Speaking with Dr. Sanjay Gupta on CNN this morning, Fauci–director of the National Institute of Allergy and Infectious Diseases and a member of the White House coronavirus task force, warned that a fall football season for both the pros and college players could be in jeopardy unless they are essentially placed in a “bubble” with limited interaction with the rest of the world.
“Unless players are essentially in a bubble–insulated from the community and they are tested nearly every day–it would be very hard to see how football is able to be played this fall,” he said. “If there is a second wave, which is certainly a possibility and which would be complicated by the predictable flu season, football may not happen this year.”
His comments came on the heels of reports of several Houston Texans and Dallas Cowboys players testing positive for COVID-19, despite following social-distancing protocols. Following those protocols should be enough for the NFL to avoid similar outbreaks this fall, according to a statement from Dr. Allen Sills, the NFL’s chief medical officer issued to CNN:
“Dr. Fauci has identified the important health and safety issues we and the NFL Players Association, together with our joint medical advisors, are addressing to mitigate the health risk to players, coaches and other essential personnel.
“We are developing a comprehensive and rapid-result testing program and rigorous protocols that call for a shared responsibility from everyone inside our football ecosystem,” saying the plans were based on the collective guidance of public health officials as well as other sports leagues.
“Make no mistake, this is no easy task,” Sills said. “We will make adjustments as necessary to meet the public health environment as we prepare to play the 2020 season as scheduled with increased protocols and safety measures for all players, personnel and attendees.
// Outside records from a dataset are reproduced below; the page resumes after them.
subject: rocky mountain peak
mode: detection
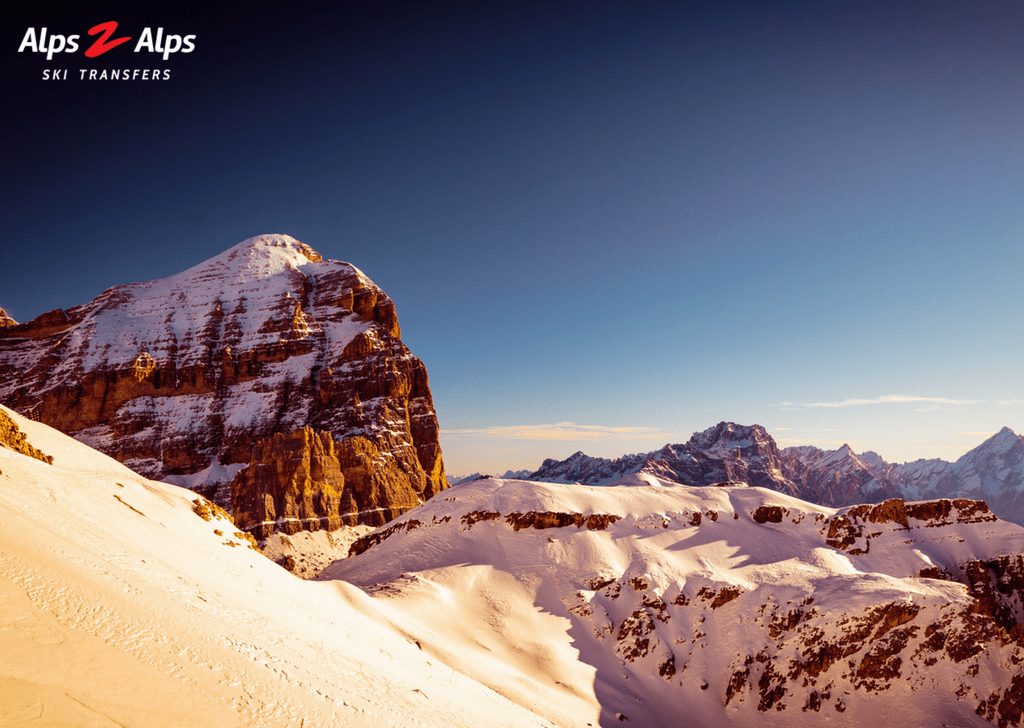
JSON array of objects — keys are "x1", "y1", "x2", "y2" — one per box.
[
  {"x1": 686, "y1": 422, "x2": 772, "y2": 455},
  {"x1": 975, "y1": 427, "x2": 1023, "y2": 455},
  {"x1": 858, "y1": 450, "x2": 886, "y2": 468},
  {"x1": 0, "y1": 235, "x2": 446, "y2": 537}
]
We will be flexible and adaptable in this environment to adjust to the virus as needed.”
The discussion of COVID-19 prevention is a hard one to have right now: we’re still learning much about how the coronavirus is transmitted and who is most susceptible. Plus, the NFL and NCAA football programs need to address COVID-19 prevention on two levels: one approach for players and coaches, and one approach for fans attending games.
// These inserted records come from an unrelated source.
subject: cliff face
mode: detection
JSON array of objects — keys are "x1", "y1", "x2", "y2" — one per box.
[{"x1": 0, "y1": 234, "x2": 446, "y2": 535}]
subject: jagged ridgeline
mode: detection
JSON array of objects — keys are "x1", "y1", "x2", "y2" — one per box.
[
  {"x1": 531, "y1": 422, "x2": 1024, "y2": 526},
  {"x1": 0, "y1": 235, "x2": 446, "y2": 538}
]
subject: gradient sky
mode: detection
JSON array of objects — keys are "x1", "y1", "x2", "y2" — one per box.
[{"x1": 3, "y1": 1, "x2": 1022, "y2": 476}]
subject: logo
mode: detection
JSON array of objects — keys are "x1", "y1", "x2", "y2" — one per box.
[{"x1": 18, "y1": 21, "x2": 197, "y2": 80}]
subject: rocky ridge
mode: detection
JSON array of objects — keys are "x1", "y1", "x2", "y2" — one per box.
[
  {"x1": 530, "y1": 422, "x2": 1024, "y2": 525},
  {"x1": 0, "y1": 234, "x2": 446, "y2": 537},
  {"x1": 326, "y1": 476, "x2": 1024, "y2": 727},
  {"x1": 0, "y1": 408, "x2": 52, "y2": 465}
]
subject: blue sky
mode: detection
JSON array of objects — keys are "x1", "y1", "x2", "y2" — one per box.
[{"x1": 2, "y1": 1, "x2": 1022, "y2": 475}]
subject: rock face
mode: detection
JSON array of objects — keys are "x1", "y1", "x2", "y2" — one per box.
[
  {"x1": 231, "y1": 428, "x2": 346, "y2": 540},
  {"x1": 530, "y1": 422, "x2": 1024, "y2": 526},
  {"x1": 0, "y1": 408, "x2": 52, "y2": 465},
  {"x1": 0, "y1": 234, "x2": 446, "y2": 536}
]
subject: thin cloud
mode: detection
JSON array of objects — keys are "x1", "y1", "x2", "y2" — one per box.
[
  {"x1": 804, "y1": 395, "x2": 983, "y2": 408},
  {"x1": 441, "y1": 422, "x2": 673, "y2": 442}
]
At its best, the college-football experience is a shared one, beginning with the morning tailgating and then the actual game experience, all in elbow-to-elbow circumstances with plenty of queues and crowding. But that sort of intimate experience is what we’re trying to avoid when it comes to mitigating the spread of the coronavirus. So far we know college football programs are working on mitigation plans; how USC plans on addressing the issue at the Los Angeles Memorial Coliseum is one we’ll likely see adopted across NCAA programs.
First, you can say goodbye to crowded parking lots crammed with tailgaters. At USC, you won’t see tailgating go away, but it will be limited and set up with plenty of space between cars and trailers. The Trojan Walk and band walk may go away as well.
Second, there will significantly decreased capacity at the Coliseum–decreased to the point where season-ticket holders might not receive a full allotment, and some may find their seat locations have moved from assignments in previous years. The football capacity at the Coliseum is now 77,500, but the specific COVID-era capacity still needs to be finalized. Technically, sporting events have not yet been cleared by Gov. Gavin Newsom.
Third, masks will be required for the entire game; no heading to seats and then tearing off the mask. While the chances of contracting the COVID-19 virus is lessened due to a outdoor location, it then rises if fans are singing and yelling without a mask.